MLJModelInterface.jl
MLJModelInterface.jl copied to clipboard
Question on the use of the Update! method and is_same_except()
Hi, i was trying to implement the update method for laplaceredux but I am having a problem.
this is the model
MLJBase.@mlj_model mutable struct LaplaceRegressor <: MLJFlux.MLJFluxProbabilistic
model::Flux.Chain = nothing
flux_loss = Flux.Losses.mse
optimiser = Adam()
epochs::Integer = 1000::(_ > 0)
batch_size::Integer = 32::(_ > 0)
subset_of_weights::Symbol = :all::(_ in (:all, :last_layer, :subnetwork))
subnetwork_indices = nothing
hessian_structure::Union{HessianStructure,Symbol,String} =
:full::(_ in (:full, :diagonal))
backend::Symbol = :GGN::(_ in (:GGN, :EmpiricalFisher))
σ::Float64 = 1.0
μ₀::Float64 = 0.0
P₀::Union{AbstractMatrix,UniformScaling,Nothing} = nothing
fit_prior_nsteps::Int = 100::(_ > 0)
end
this is the fit function that i have written
function MMI.fit(m::LaplaceRegressor, verbosity, X, y)
#X = MLJBase.matrix(X) |> permutedims
#y = reshape(y, 1, :)
if Tables.istable(X)
X = Tables.matrix(X)|>permutedims
end
# Reshape y if necessary
y = reshape(y, 1, :)
data_loader = Flux.DataLoader((X, y); batchsize=m.batch_size)

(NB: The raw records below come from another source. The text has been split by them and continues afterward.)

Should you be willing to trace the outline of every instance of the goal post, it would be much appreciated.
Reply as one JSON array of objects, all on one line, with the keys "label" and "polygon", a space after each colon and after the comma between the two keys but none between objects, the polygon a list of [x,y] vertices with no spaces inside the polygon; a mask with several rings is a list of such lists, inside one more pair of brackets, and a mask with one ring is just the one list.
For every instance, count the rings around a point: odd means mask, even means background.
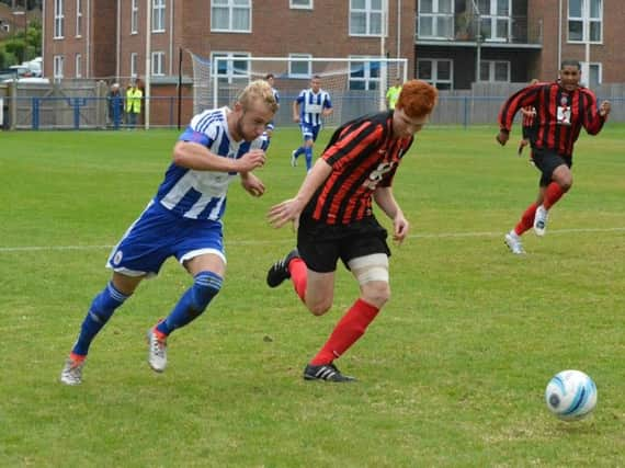
[{"label": "goal post", "polygon": [[294,125],[292,105],[310,78],[319,76],[334,112],[325,125],[338,126],[386,109],[386,91],[397,78],[408,79],[408,59],[382,57],[253,57],[245,54],[193,55],[194,111],[231,105],[250,82],[274,76],[280,93],[276,126]]}]

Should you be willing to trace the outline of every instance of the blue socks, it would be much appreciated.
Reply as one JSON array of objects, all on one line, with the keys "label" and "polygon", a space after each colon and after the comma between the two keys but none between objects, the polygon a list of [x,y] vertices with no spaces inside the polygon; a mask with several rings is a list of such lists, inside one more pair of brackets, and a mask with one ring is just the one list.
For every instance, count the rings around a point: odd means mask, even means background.
[{"label": "blue socks", "polygon": [[304,148],[304,153],[306,156],[306,170],[309,171],[312,168],[312,147]]},{"label": "blue socks", "polygon": [[224,278],[213,272],[200,272],[193,286],[182,295],[171,313],[157,326],[157,330],[169,335],[173,330],[189,324],[200,317],[211,300],[221,289]]},{"label": "blue socks", "polygon": [[98,332],[102,330],[102,327],[109,321],[115,309],[124,304],[128,297],[129,296],[124,296],[115,289],[113,283],[109,283],[91,303],[91,307],[82,321],[80,334],[71,352],[86,356]]}]

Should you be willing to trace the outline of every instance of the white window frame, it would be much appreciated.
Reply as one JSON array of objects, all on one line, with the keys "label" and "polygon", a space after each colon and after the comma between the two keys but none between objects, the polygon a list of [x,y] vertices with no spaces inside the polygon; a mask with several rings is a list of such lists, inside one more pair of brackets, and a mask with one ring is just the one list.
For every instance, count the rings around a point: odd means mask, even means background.
[{"label": "white window frame", "polygon": [[[216,58],[219,58],[219,61]],[[246,79],[249,80],[250,78],[250,59],[251,54],[248,52],[225,52],[225,50],[215,50],[211,53],[211,70],[212,77],[217,77],[219,80],[226,80],[228,83],[232,83],[235,80],[238,79]],[[245,61],[246,69],[237,69],[235,68],[235,62]],[[226,62],[226,70],[225,72],[219,69],[223,67],[224,62]]]},{"label": "white window frame", "polygon": [[[376,61],[376,58],[379,59],[379,56],[376,57],[372,57],[368,55],[351,55],[349,57],[350,59],[350,80],[349,80],[349,85],[348,89],[350,90],[359,90],[361,91],[361,89],[356,89],[356,88],[352,88],[352,84],[354,83],[364,83],[364,88],[362,89],[362,91],[375,91],[375,90],[379,90],[379,88],[382,87],[382,62],[380,61]],[[378,69],[378,75],[377,77],[375,77],[372,73],[372,66],[377,65],[377,69]],[[363,76],[362,77],[353,77],[352,72],[355,71],[354,70],[354,66],[363,67]],[[373,87],[372,87],[373,84]]]},{"label": "white window frame", "polygon": [[[509,42],[512,37],[512,0],[508,0],[508,14],[499,12],[499,0],[487,0],[489,2],[488,11],[479,12],[480,34],[484,31],[482,25],[490,25],[490,36],[482,37],[484,41],[492,43]],[[499,35],[498,26],[504,23],[505,32]]]},{"label": "white window frame", "polygon": [[[211,0],[211,32],[215,33],[251,33],[252,32],[252,2],[251,0],[239,0],[247,1],[246,4],[238,3],[237,0]],[[216,24],[217,15],[216,10],[228,10],[228,24],[220,25]],[[234,18],[236,11],[247,10],[248,14],[248,27],[238,30],[234,25]]]},{"label": "white window frame", "polygon": [[[581,3],[581,16],[571,15],[571,2],[568,2],[567,42],[571,44],[603,44],[603,0],[579,0]],[[599,15],[591,18],[591,3],[599,2]],[[581,23],[581,39],[571,39],[571,23]],[[590,26],[599,24],[599,39],[590,38]]]},{"label": "white window frame", "polygon": [[76,37],[82,37],[82,0],[76,0]]},{"label": "white window frame", "polygon": [[[372,2],[374,0],[361,0],[365,2],[364,8],[355,8],[353,5],[353,1],[354,0],[350,0],[350,24],[349,24],[350,36],[354,37],[382,37],[383,35],[386,36],[387,33],[386,23],[388,22],[388,18],[385,18],[384,15],[384,8],[387,4],[388,0],[378,0],[380,4],[379,10],[373,8]],[[359,16],[364,15],[365,18],[364,33],[353,31],[354,24],[352,23],[352,20],[355,15]],[[377,23],[375,19],[377,18],[379,18],[379,25],[378,25],[379,27],[377,30],[374,30],[374,26]]]},{"label": "white window frame", "polygon": [[82,78],[82,55],[76,54],[76,58],[73,61],[73,70],[76,78]]},{"label": "white window frame", "polygon": [[130,34],[139,34],[139,0],[130,1]]},{"label": "white window frame", "polygon": [[[505,68],[507,68],[505,81],[495,79],[497,65],[501,65],[501,64],[505,64]],[[480,60],[479,65],[480,65],[479,70],[478,70],[479,81],[485,81],[485,82],[490,82],[490,83],[509,83],[510,82],[512,65],[510,64],[509,60]],[[486,79],[486,80],[481,77],[481,66],[482,65],[488,65],[488,79]]]},{"label": "white window frame", "polygon": [[[288,78],[307,78],[312,77],[312,61],[310,60],[312,55],[310,54],[288,54]],[[293,71],[293,62],[306,64],[307,71],[305,73],[299,73]]]},{"label": "white window frame", "polygon": [[164,77],[164,52],[152,52],[152,77]]},{"label": "white window frame", "polygon": [[[593,87],[594,84],[601,84],[603,82],[603,65],[600,61],[580,61],[579,65],[581,66],[581,80],[586,83],[587,87]],[[591,68],[598,69],[599,81],[596,83],[590,82]]]},{"label": "white window frame", "polygon": [[[441,12],[441,7],[444,3],[450,4],[448,12]],[[453,38],[454,37],[454,1],[453,0],[432,0],[432,11],[421,11],[422,2],[419,2],[419,37],[434,37],[434,38]],[[427,21],[432,21],[432,34],[423,34],[422,24]],[[447,23],[447,24],[445,24]],[[444,31],[445,27],[447,31]]]},{"label": "white window frame", "polygon": [[65,57],[63,55],[55,55],[53,57],[53,77],[55,80],[63,79],[64,68],[65,68]]},{"label": "white window frame", "polygon": [[297,0],[298,3],[295,3],[296,0],[288,1],[288,8],[292,10],[314,10],[314,0]]},{"label": "white window frame", "polygon": [[152,33],[164,33],[166,0],[152,0]]},{"label": "white window frame", "polygon": [[130,53],[130,77],[137,78],[137,64],[139,55],[136,52]]},{"label": "white window frame", "polygon": [[[430,61],[432,64],[432,78],[424,78],[419,76],[419,64],[422,61]],[[450,79],[442,79],[439,78],[439,62],[448,62],[450,64]],[[444,90],[453,90],[454,89],[454,60],[448,58],[420,58],[417,60],[417,78],[423,81],[429,82],[435,88],[439,88],[438,84],[448,84],[448,88],[442,88]]]},{"label": "white window frame", "polygon": [[65,38],[65,0],[54,0],[54,38]]}]

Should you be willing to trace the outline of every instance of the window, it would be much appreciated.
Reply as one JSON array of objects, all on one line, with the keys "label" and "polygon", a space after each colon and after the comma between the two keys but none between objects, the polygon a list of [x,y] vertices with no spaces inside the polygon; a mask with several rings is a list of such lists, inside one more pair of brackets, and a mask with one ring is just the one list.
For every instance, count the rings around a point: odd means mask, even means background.
[{"label": "window", "polygon": [[510,82],[510,62],[503,60],[481,60],[479,62],[479,80]]},{"label": "window", "polygon": [[164,52],[152,52],[152,77],[164,76]]},{"label": "window", "polygon": [[512,33],[512,0],[479,0],[480,34],[485,41],[508,41]]},{"label": "window", "polygon": [[82,0],[76,0],[76,36],[82,36]]},{"label": "window", "polygon": [[[54,0],[54,38],[61,39],[64,37],[65,13],[64,0]],[[60,57],[60,56],[57,56]]]},{"label": "window", "polygon": [[428,81],[440,90],[454,89],[453,61],[427,58],[417,61],[417,78]]},{"label": "window", "polygon": [[130,2],[130,34],[139,32],[139,0]]},{"label": "window", "polygon": [[386,25],[383,24],[384,1],[385,0],[350,0],[351,36],[379,37],[382,34],[386,34]]},{"label": "window", "polygon": [[137,53],[130,54],[130,77],[137,78]]},{"label": "window", "polygon": [[312,0],[291,0],[288,7],[293,9],[312,10]]},{"label": "window", "polygon": [[232,83],[237,79],[249,80],[250,54],[236,52],[215,52],[211,54],[213,70],[217,72],[219,82]]},{"label": "window", "polygon": [[376,61],[375,57],[373,60],[362,56],[350,59],[350,90],[378,90],[382,64]]},{"label": "window", "polygon": [[212,0],[211,31],[250,33],[251,0]]},{"label": "window", "polygon": [[310,54],[288,54],[288,77],[310,78],[312,76],[312,62]]},{"label": "window", "polygon": [[82,55],[76,54],[76,78],[82,78]]},{"label": "window", "polygon": [[569,1],[569,42],[603,41],[603,0]]},{"label": "window", "polygon": [[164,0],[152,0],[152,33],[164,33]]},{"label": "window", "polygon": [[53,75],[55,80],[60,80],[63,78],[63,68],[65,64],[65,58],[63,55],[55,55],[53,58]]},{"label": "window", "polygon": [[453,37],[454,7],[452,0],[419,2],[419,37]]}]

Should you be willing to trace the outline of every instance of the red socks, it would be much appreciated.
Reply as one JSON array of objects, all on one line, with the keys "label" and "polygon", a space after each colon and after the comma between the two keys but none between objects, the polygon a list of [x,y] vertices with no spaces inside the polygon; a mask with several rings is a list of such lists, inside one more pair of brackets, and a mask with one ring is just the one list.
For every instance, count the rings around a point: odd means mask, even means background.
[{"label": "red socks", "polygon": [[521,220],[514,228],[516,236],[521,236],[523,232],[534,226],[534,216],[536,216],[536,204],[533,203],[527,207],[527,209],[525,209],[525,213],[523,213],[523,216],[521,216]]},{"label": "red socks", "polygon": [[359,299],[343,316],[330,338],[310,361],[314,366],[330,364],[350,349],[365,332],[368,324],[375,319],[379,309]]},{"label": "red socks", "polygon": [[557,183],[552,182],[549,185],[547,185],[547,190],[545,191],[545,199],[543,201],[543,206],[545,209],[549,209],[552,206],[554,206],[564,194],[565,192]]},{"label": "red socks", "polygon": [[293,259],[287,265],[295,293],[304,301],[306,297],[306,263],[302,259]]}]

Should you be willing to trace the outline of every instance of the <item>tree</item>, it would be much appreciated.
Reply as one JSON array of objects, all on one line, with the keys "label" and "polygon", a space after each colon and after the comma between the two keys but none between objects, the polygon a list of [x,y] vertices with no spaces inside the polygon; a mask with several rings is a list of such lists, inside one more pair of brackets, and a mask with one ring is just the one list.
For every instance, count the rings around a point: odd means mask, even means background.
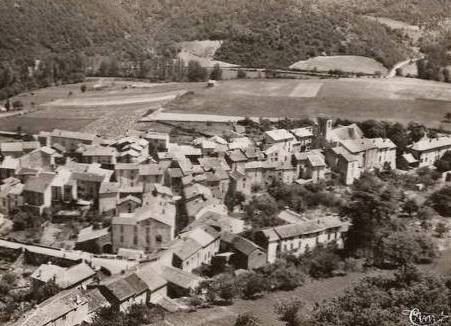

opt_state = Flux.setup(m.optimiser, m.model)
loss_history=[]
push!(loss_history, m.flux_loss(m.model(X), y ))
for epoch in 1:(m.epochs)
loss_per_epoch= 0.0
for (X_batch, y_batch) in data_loader
# Forward pass: compute predictions
y_pred = m.model(X_batch)
# Compute loss
loss = m.flux_loss(y_pred, y_batch)
# Compute gradients
grads = gradient(m.model) do model
# Recompute predictions inside gradient context
y_pred = model(X_batch)
m.flux_loss(y_pred, y_batch)
end
# Update parameters using the optimizer and computed gradients
Flux.Optimise.update!(opt_state ,m.model , grads[1])
# Accumulate the loss for this batch
loss_per_epoch += sum(loss) # Summing the batch loss
end
push!(loss_history,loss_per_epoch )
# Print loss every 100 epochs if verbosity is 1 or more
if verbosity >= 1 && epoch % 100 == 0
println("Epoch $epoch: Loss: $loss_per_epoch ")
end
end
la = LaplaceRedux.Laplace(
m.model;
likelihood=:regression,
subset_of_weights=m.subset_of_weights,
subnetwork_indices=m.subnetwork_indices,
hessian_structure=m.hessian_structure,
backend=m.backend,
σ=m.σ,
μ₀=m.μ₀,
P₀=m.P₀,
)
# fit the Laplace model:
LaplaceRedux.fit!(la, data_loader)
optimize_prior!(la; verbose=false, n_steps=m.fit_prior_nsteps)
fitresult = la
report = (loss_history = loss_history,)
cache = (deepcopy(m),opt_state, loss_history)
return fitresult, cache, report
end
and now follows the incomplete update function that i was trying. I have removed the loop part since it's not important.
function MMI.update(m::LaplaceRegressor, verbosity, old_fitresult, old_cache, X, y)
println(" running MMI:update")
old_model = old_cache[1]
if Tables.istable(X)
X = Tables.matrix(X)|>permutedims
end
# Reshape y if necessary
y = reshape(y, 1, :)
println(MMI.is_same_except(m, old_model, :epochs))
cache=()
report=()
return old_fitresult, cache, report
end
the issue is that if i try to rerun the model by changing only the number of epochs is_same_except still gives me
false
even though :epochs is listed as exception
using MLJ
flux_model = Chain(
Dense(4, 10, relu),
Dense(10, 10, relu),
Dense(10, 1)
)
model = LaplaceRegressor(model=flux_model)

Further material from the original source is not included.